Oggi i tempi sono cambiati, i pazienti possono contare su numerosi centri specializzati e per la malattia di Cushing esiste anche una terapia farmacologica, pasireotide, in grado di ridurre il cortisolo in eccesso. In Italia, ricorda l’Osservatorio, è inoltre attiva un’associazione che promuove la conoscenza della patologia e offre supporto ai pazienti: si tratta di ANIPI, Associazione Nazionale Italiana Patologie Ipofisarie (http://www.anipi-italia.org/).

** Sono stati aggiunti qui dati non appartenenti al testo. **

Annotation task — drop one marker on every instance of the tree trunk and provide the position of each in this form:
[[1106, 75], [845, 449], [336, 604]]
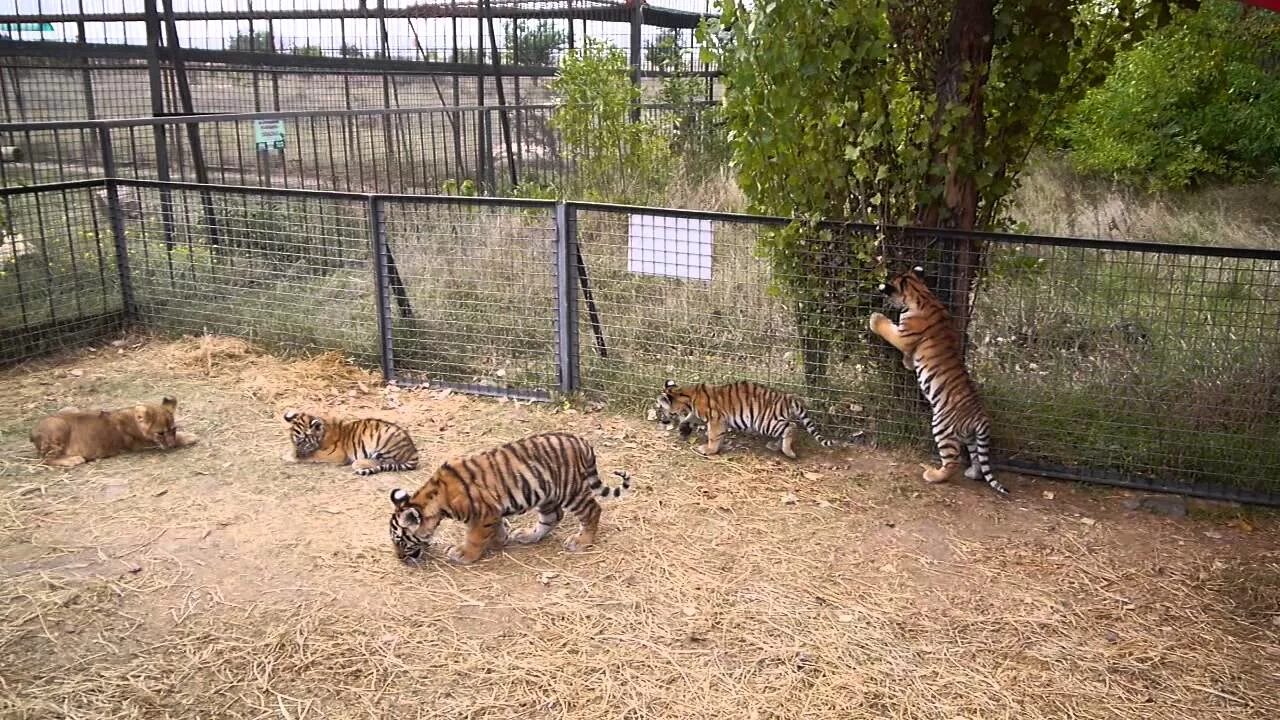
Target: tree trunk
[[961, 80]]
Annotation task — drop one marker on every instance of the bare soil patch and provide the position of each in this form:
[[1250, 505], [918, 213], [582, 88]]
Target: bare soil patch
[[219, 582]]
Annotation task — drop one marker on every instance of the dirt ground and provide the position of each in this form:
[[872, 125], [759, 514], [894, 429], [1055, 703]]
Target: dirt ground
[[219, 582]]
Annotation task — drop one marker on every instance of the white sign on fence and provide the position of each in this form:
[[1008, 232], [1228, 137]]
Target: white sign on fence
[[269, 135], [676, 247]]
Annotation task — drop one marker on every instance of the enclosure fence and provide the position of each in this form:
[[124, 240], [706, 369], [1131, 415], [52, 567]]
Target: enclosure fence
[[465, 150], [1133, 364]]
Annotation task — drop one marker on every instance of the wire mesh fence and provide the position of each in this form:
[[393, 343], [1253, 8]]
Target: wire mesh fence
[[457, 150], [71, 60], [478, 302], [1133, 364], [286, 270], [59, 281]]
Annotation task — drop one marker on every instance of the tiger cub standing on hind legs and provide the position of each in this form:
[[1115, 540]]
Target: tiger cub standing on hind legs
[[933, 349], [368, 445], [744, 406], [548, 472]]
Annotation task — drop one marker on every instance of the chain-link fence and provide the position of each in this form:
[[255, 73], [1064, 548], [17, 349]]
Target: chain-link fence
[[123, 58], [1134, 364], [59, 278], [428, 150]]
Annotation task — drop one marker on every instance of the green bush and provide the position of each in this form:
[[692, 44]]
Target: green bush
[[1194, 103], [533, 44], [615, 159]]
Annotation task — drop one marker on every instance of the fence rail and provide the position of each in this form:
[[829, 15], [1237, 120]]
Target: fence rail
[[465, 150], [1130, 364]]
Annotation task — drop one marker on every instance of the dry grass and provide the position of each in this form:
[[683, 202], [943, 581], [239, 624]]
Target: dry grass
[[216, 582], [1054, 200]]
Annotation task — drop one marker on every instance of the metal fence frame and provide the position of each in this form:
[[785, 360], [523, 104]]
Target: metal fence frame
[[380, 150], [571, 286]]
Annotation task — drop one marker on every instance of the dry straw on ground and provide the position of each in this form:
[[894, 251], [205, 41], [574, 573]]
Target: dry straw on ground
[[216, 582]]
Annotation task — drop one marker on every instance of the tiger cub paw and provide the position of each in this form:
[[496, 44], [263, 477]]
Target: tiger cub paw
[[365, 466], [937, 474], [458, 556], [502, 533]]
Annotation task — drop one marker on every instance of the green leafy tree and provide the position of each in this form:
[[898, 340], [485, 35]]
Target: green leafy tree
[[260, 41], [1197, 101], [615, 158], [696, 133], [534, 44], [915, 112]]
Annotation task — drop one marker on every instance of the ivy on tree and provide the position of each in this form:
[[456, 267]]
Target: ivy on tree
[[897, 112]]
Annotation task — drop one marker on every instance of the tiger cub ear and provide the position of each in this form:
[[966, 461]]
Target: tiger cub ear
[[400, 499]]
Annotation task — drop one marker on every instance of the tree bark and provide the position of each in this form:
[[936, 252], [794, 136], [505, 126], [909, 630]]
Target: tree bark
[[961, 81]]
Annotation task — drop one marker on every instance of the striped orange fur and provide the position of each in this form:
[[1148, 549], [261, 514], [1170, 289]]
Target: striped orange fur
[[552, 473], [743, 406], [933, 349], [368, 445]]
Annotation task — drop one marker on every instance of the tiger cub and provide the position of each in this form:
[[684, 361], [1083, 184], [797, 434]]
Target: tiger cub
[[549, 472], [744, 406], [935, 350], [369, 445], [72, 437]]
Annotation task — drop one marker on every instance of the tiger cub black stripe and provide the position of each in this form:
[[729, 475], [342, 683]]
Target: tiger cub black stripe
[[744, 406], [933, 349], [549, 473]]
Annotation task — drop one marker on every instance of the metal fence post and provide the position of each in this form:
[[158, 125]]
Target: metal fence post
[[566, 297], [115, 217], [382, 282]]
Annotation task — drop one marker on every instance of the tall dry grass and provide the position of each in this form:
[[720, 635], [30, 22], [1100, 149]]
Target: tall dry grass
[[1055, 200]]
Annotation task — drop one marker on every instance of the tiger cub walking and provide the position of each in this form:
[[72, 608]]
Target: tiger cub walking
[[369, 445], [933, 349], [549, 472], [743, 406]]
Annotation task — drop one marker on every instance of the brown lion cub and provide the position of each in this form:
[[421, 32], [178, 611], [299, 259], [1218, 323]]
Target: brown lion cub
[[72, 437]]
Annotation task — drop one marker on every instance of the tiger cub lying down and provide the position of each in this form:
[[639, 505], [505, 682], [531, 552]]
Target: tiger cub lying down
[[744, 406], [368, 445], [551, 472], [73, 437]]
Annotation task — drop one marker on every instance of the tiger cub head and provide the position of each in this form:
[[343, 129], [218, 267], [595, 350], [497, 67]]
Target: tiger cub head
[[305, 431], [154, 423], [412, 525], [903, 290], [676, 405]]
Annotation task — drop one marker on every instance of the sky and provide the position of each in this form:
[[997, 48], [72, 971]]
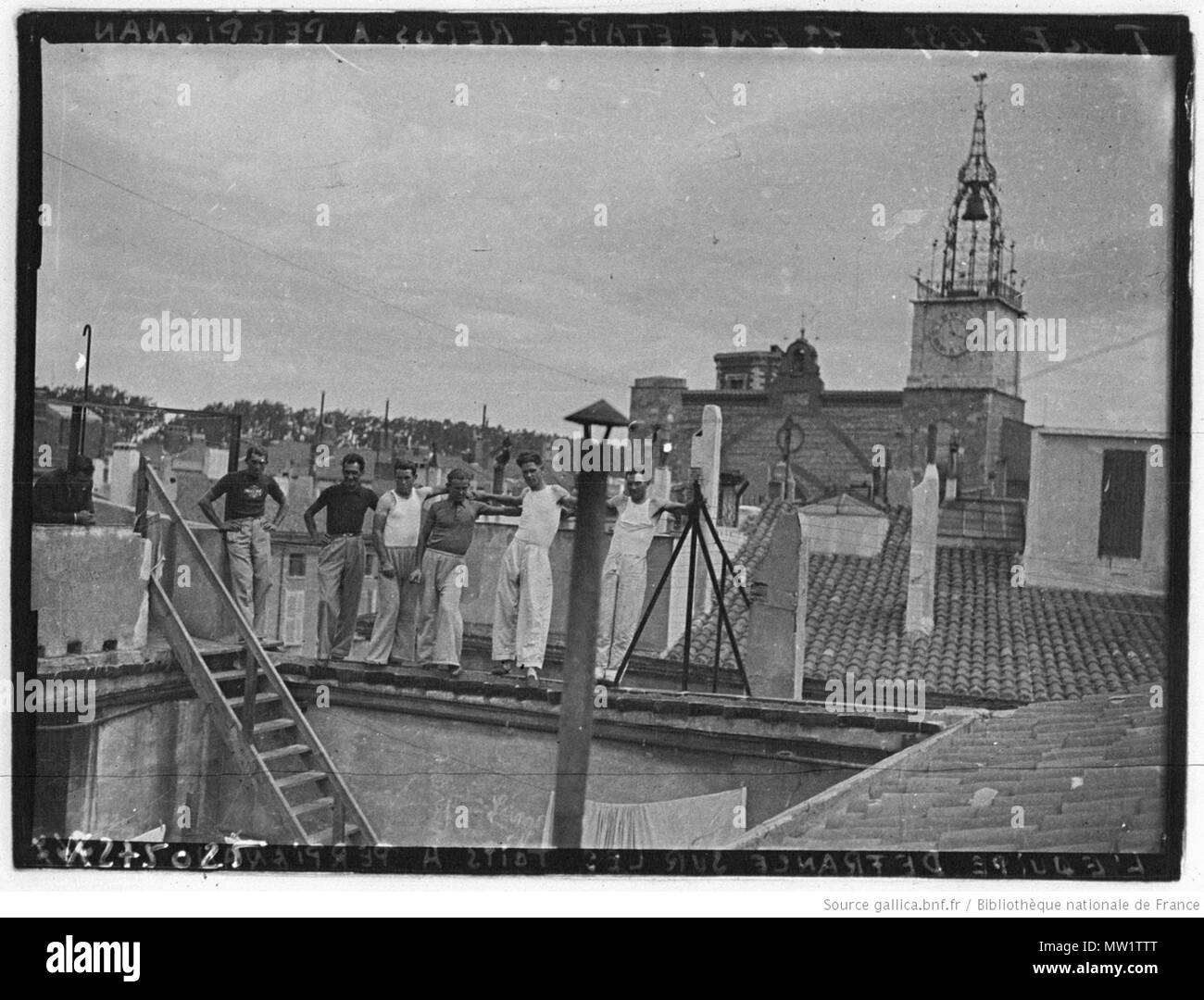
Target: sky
[[462, 264]]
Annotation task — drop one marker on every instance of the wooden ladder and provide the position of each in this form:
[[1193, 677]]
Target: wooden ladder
[[257, 715]]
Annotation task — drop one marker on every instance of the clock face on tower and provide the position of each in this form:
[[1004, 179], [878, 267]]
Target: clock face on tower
[[947, 334]]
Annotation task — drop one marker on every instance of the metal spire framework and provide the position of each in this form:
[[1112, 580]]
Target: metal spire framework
[[972, 262]]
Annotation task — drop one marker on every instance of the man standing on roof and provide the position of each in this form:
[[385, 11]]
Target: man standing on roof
[[625, 571], [341, 561], [247, 533], [395, 526], [442, 544], [522, 603]]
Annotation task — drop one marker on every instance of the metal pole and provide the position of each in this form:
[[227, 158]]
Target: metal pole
[[648, 610], [577, 695], [726, 622], [87, 373], [719, 631], [689, 591]]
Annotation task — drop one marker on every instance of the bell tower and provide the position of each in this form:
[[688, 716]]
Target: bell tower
[[954, 382]]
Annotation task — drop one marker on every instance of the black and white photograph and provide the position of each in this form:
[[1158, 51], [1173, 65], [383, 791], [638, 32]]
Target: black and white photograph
[[601, 444]]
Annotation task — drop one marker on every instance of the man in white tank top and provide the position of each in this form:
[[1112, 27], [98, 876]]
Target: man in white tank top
[[625, 571], [522, 603], [398, 515]]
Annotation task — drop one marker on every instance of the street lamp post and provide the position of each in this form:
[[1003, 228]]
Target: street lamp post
[[577, 695]]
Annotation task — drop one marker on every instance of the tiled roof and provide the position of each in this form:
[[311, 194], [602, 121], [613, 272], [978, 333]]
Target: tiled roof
[[1086, 776], [990, 641]]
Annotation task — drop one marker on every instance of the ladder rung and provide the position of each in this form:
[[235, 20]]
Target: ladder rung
[[325, 802], [261, 698], [230, 675], [300, 778], [273, 726], [326, 835], [292, 750]]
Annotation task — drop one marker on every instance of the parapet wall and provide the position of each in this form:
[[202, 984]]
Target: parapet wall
[[89, 589]]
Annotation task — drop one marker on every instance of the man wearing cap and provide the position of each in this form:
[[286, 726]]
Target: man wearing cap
[[247, 533], [395, 526], [442, 544], [625, 571], [522, 602], [341, 559], [64, 496]]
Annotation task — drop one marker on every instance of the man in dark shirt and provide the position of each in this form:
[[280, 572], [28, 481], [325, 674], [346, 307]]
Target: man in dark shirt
[[442, 542], [64, 496], [248, 533], [341, 561]]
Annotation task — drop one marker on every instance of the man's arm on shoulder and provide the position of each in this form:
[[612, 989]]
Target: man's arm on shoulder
[[505, 500], [384, 505], [312, 509], [282, 502], [206, 503]]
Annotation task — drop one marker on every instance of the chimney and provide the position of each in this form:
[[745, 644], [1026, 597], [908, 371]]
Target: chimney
[[123, 473], [922, 575]]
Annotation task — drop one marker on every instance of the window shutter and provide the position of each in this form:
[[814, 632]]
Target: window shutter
[[1122, 505], [294, 618]]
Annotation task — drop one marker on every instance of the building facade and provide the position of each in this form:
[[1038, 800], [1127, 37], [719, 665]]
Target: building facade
[[785, 434]]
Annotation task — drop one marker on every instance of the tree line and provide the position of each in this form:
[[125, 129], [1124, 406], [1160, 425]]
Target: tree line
[[270, 421]]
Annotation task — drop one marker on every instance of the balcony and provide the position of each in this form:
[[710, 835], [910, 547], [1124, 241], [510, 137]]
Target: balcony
[[926, 292]]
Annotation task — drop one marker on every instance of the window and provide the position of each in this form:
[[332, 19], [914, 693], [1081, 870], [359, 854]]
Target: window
[[1122, 503], [292, 634]]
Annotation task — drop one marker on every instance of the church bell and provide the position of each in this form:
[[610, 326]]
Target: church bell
[[975, 211]]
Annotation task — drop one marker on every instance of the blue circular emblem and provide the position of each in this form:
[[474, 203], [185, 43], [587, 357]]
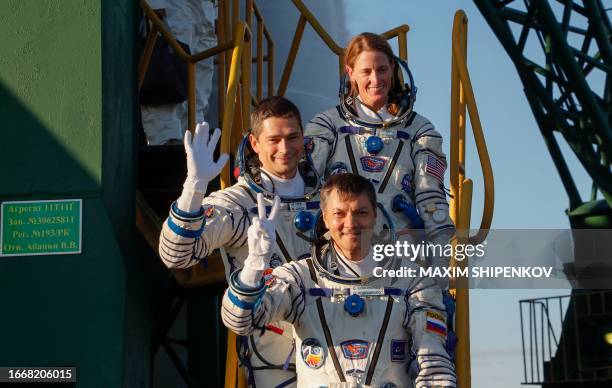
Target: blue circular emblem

La malattia di Cushing colpisce generalmente giovani donne tra i 20 e i 30 anni, spiega Annamaria Colao, Professore di Endocrinologia del Dipartimento di Medicina Clinica e Chirurgia dell’ Università Federico II di Napoli. La principale sintomatologia è l’aumento di peso caratteristico: il grasso corporeo aumenta sulla linea dell’ombelico, sul volto e dietro il collo. Unitamente all’aumento di peso le pazienti presentano un assottigliamento di gambe e braccia. Nei casi più gravi la Sindrome si accompagna poi a diabete e ipertensione.

“In genere – afferma l’esperta - le pazienti notano questi cambiamenti e si rivolgono abbastanza presto al medico. Il problema è che non tutti gli endocrinologi pensano immediatamente a questa patologia. Quando c’è il sospetto clinico e il paziente viene indirizzato a centri esperti la diagnosi si ottiene in tempi rapidi. Una volta individuato il tumore esso deve essere eliminato da un neurochirurgo specializzato. Quando però il medico non conosce la patologia il paziente può dover attendere anche 5 anni per la diagnosi, con il rischio di aggravare la situazione. Per questo è necessario fare informazione su questa rara malattia”.